Regulation D, established by the Securities and Exchange Commission, provides exemptions that allows companies to raise capital through the sale of unregistered securities. Under Regulation D, companies can avoid the costs associated with a public offering. Although companies are not required to register with the SEC under Regulation D, they are still required to provide the proper framework and disclosure documentations. There are four exemptions under Regulation D: Rule 504, 505, 506(b), and 506(c). The exemptions differ in regards to who can invest, how much capital can be raised, and who can be solicited.
Under Rule 504, an unlimited amount of investors can invest.

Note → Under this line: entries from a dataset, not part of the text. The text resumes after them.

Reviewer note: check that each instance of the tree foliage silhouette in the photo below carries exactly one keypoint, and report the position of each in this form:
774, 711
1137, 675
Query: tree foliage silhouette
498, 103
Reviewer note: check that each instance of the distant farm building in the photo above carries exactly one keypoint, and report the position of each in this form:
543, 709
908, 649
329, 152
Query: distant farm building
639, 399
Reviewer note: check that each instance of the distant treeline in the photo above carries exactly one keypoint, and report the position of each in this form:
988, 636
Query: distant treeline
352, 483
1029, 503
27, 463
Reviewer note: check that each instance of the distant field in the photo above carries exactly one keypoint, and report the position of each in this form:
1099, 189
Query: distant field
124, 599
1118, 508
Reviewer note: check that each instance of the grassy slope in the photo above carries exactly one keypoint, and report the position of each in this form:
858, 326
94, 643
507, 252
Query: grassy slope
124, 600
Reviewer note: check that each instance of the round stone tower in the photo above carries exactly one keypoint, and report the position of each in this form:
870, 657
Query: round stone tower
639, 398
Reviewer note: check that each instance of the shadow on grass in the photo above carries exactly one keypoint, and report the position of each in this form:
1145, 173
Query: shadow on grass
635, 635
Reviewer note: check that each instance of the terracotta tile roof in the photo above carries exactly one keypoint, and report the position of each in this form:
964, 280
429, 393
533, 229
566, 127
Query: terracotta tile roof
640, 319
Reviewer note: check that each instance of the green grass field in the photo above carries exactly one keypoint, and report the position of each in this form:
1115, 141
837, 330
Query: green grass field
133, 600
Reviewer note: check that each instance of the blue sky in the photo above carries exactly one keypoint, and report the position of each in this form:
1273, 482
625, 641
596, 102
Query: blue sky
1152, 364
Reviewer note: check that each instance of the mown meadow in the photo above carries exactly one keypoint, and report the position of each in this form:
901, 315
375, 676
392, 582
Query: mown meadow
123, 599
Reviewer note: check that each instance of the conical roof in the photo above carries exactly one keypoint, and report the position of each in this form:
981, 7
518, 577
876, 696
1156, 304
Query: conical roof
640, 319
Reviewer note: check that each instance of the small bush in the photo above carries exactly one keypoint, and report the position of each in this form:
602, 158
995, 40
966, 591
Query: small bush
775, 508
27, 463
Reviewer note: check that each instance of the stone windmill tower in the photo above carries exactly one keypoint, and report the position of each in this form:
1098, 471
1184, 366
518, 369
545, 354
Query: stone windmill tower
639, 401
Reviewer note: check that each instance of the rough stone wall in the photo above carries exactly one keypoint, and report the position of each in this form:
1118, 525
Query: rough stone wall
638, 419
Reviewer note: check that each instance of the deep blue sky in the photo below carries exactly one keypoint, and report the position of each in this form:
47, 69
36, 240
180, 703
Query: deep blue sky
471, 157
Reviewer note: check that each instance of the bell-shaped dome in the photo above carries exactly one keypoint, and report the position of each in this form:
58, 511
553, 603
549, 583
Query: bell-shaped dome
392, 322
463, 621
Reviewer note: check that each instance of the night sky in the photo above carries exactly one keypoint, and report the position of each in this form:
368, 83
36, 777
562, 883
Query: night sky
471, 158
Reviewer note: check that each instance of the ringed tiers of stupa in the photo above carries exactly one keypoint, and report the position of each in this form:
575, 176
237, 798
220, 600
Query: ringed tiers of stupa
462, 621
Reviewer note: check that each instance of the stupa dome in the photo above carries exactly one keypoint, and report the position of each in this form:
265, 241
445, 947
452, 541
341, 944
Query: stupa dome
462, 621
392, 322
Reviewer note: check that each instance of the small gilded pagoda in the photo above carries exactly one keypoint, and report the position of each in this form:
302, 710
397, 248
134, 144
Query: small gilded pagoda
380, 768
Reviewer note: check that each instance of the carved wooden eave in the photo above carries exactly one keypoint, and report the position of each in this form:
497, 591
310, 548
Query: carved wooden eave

This includes accredited and non-accredited investors. However, there is a limit on the amount of capital that can be raised. In a 12 month period, the maximum amount that can be raised is $1,000,000. Additionally, you cannot solicit the public and can only ask known investors.
Rule 505 differs from Rule 504 in regards to who can invest and how much capital can be raised. Under Rule 505, an unlimited amount of accredited investors can invest. However, the number of non-accredited investors is limited to a maximum of 35. Companies can raise up to $5,000,000 in a 12 month period. Similar to Rule 504, you are not allowed to solicit the public and can only ask known investors.
Rule 505(b) allows an unlimited amount of accredited investors and a maximum of 35 non-accredited investors. A key difference between 506(b) and the previous exemptions discussed is that it allows companies to raise an unlimited amount of capital. Similarly, the company may not solicit the public and can only ask known investors.
Unlike the previous exemptions, Rule 506(c) only allows accredited investors to invest. Non-accredited investors are not allowed. Another unique aspect is that there are no limitations placed on marketing. Therefore, you can solicit the public. Additionally, there is an unlimited amount of capital that can be raised.